I made the point to Mance – as indeed I have done for the last decade to anyone that would listen – that in the 1990s (and before) IT companies in the UK created a large number of entry level jobs (school leavers as well as graduates). But this recruitment ‘dropped off a cliff’ post Y2K. There were many reasons but the most significant, in my opinion, was the rapid growth in offshoring. Indeed practically all the entry level jobs in IT were created in India. Those people, even those with practically no real experience, were then used on UK projects – whether undertaken onshore or offshore – by both the Indian players and other SI’s with significant offshore presence.

I am a huge supporter of allowing highly skilled IT professionals to come to the UK where such skills do not exist here. However, we will never get those homegrown ‘highly skilled IT professionals’ unless we give them entry level jobs and train them. As I have said countless times‘IT professionals do not come fully formed from the womb’.

But, in the last year or so, the message really does seem to have got through. We have written several times recently about the surge in Apprenticeships in IT in the UK. Indeed we were delighted this week to read from e-skills that another 1,000 new IT apprenticeship vacancies were being created by ‘Atos, BT, Capgemini, Fujitsu, IBM and dozens of smaller companies.’ Even as I write this post, an email arrived from Lawrence Jones, the CEO of UKFast, announcing a £4.5m investment in taking on 50 graduates in Manchester this year and next. Yet more fantastic news.
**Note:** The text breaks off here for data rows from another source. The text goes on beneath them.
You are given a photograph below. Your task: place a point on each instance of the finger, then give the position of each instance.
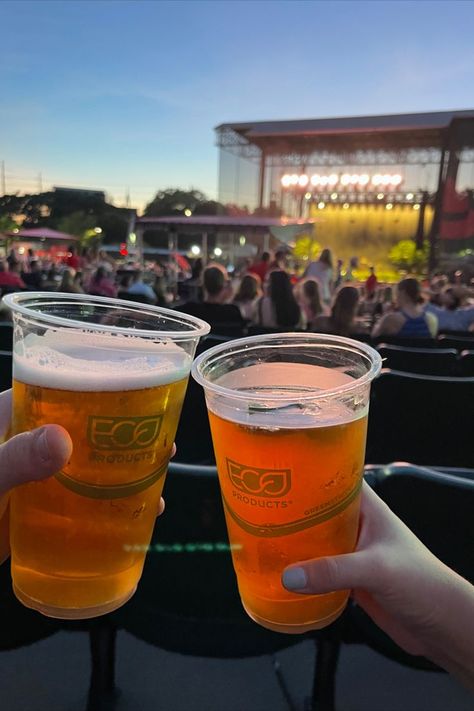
(33, 455)
(5, 412)
(324, 575)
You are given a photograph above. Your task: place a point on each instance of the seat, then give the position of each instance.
(466, 363)
(187, 600)
(460, 343)
(426, 361)
(421, 419)
(5, 370)
(6, 336)
(425, 500)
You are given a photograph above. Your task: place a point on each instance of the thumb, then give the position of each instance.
(324, 575)
(33, 455)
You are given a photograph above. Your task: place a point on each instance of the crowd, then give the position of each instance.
(263, 294)
(267, 295)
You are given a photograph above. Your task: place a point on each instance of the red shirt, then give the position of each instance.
(11, 279)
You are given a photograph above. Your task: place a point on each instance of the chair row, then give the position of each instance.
(200, 613)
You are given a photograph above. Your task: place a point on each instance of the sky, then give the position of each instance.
(124, 96)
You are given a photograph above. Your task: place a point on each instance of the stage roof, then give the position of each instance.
(418, 130)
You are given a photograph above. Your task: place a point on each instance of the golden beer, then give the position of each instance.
(79, 539)
(290, 467)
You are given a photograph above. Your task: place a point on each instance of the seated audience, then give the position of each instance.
(343, 318)
(279, 308)
(452, 314)
(139, 288)
(409, 320)
(69, 284)
(307, 295)
(101, 284)
(215, 309)
(245, 298)
(34, 278)
(10, 279)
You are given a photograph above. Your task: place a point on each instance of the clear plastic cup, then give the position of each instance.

The Indian offshore players, who make such a large part of their revenues from the UK, need to do much more in creating entry level IT jobs in the UK. There are some small examples but most players merely stress the number of UK employees they have – most of which have been taken on under TUPE arrangements.

But, as I said in the FT article, ‘We’ve turned a corner’. The more entry level jobs we create, the more youngsters will want to do IT at school or college. Then the more IT entrepreneurs we will create.